The dashboard requirements are:

  • SecurityCenter 5.6.1
  • Nessus 7.0.1
  • NNM 5.4.0
Tenable SecurityCenter Continuous View® (SecurityCenter CV™) provides continuous network monitoring, vulnerability identification and security monitoring. SecurityCenter CV™ is continuously updated with information about advanced threats, zero-day vulnerabilities and new types of regulatory compliance configuration audit files. Tenable constantly analyzes information from unique sensors, delivering continuous visibility and critical context, and enabling decisive action that transforms a security program from reactive to proactive. Active scanning periodically examines the applications on the systems, the running processes and services, web applications and configuration settings. Passive listening provides real-time discovery of vulnerabilities on operating systems, protocols, network services, wireless devices, web applications, and critical infrastructure. SecurityCenter CV™ provides an organization with the most comprehensive view of the network and actionable information to support mitigation efforts and reduce cyber risk. Teams can better monitor and asses Microsoft patch management happening across the network with SecurityCenter CV™. Tenable enables powerful, yet non-disruptive, continuous monitoring that will provide organizations with the information needed to reduce risk within the enterprise.

Components

VNC Detection - Vulnerabilities by IP Address: By understanding the vulnerabilities and their severities, analysts can better assess risk and prioritize mitigations to discovered vulnerabilities. This component provides a table of the top 20 vulnerable VNC systems. The table is sorted by vulnerability weight score. The columns displayed are IP Address, OS, Score, and vulnerability severity (info, low, medium, high, and critical). The severity columns will have a total vulnerability count in each severity cell.

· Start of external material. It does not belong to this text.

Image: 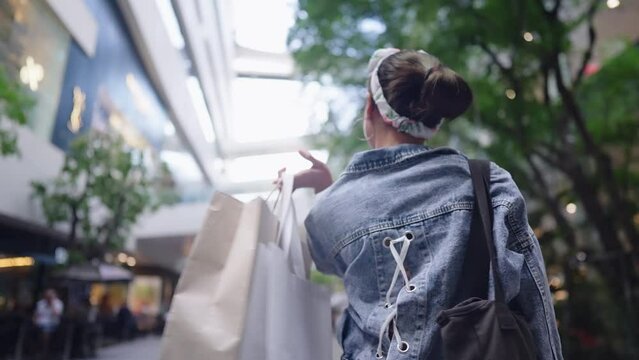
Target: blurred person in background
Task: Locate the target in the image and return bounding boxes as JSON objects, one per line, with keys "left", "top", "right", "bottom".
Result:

VNC Detection - Directional Events: Understanding the normal network traffic flow and the direction of VNC communications allows for anomaly analysis and increases the likelihood of breach detection. This component provides a table of VNC network traffic directional flow by 8 event types. The event types used are: Intrusion, Login, Logout, Failed Login, Connection, Continuous, Networks, and Errors. SecurityCenter CV defines network traffic flow as internal, inbound and outbound. The Total Event Types column displays a count of all of the respective events, while the remaining three columns show the percentage of events according to directional flow.

VNC Detection - Normalized Events: Analyzing both the normalized event and the trending of these events will help analysts understand VNC activity on the network and detect anomalies. This component displays normalized events from SecurityCenter CV over the past 7 days. The fields displayed are: normalized events names, total events, and a trend graph for events collected over the past 7 days.

VNC Detection - Vulnerability with Exploits by Severities: By detecting exploitable VNC vulnerabilities, analysts can identify and mitigate exploits before a compromise can occur. This component displays the top exploitable VNC vulnerabilities for both servers and clients. The table columns are: vulnerability name, family, severity, and total vulnerabilities, which are sorted by severity level.

VNC Detection -Total Number of Events per Day over 7 Days: This event-by-day component is useful for understanding the total amount of VNC events being seen each day over a period of 7 days . By viewing the total amount of VNC event each day, an IT team can quickly recognize when anomalies are happening in the network. This component displays the total number of VNC events per day over a 7 day period. Any substantial increase or decrease in VNC events indicates a change in the normal VNC activity.

VNC Detection - VNC Network Traffic Directional Event Trending: Monitoring for inbound and outbound VNC traffic will vary based on network configuration. Network administrators should review network traffic trends to determine if traffic is following normal usage patterns. This component displays a VNC network traffic directional event trending flow over 25 days. The traffic flow is represented using the directional filters of internal, inbound, and outbound.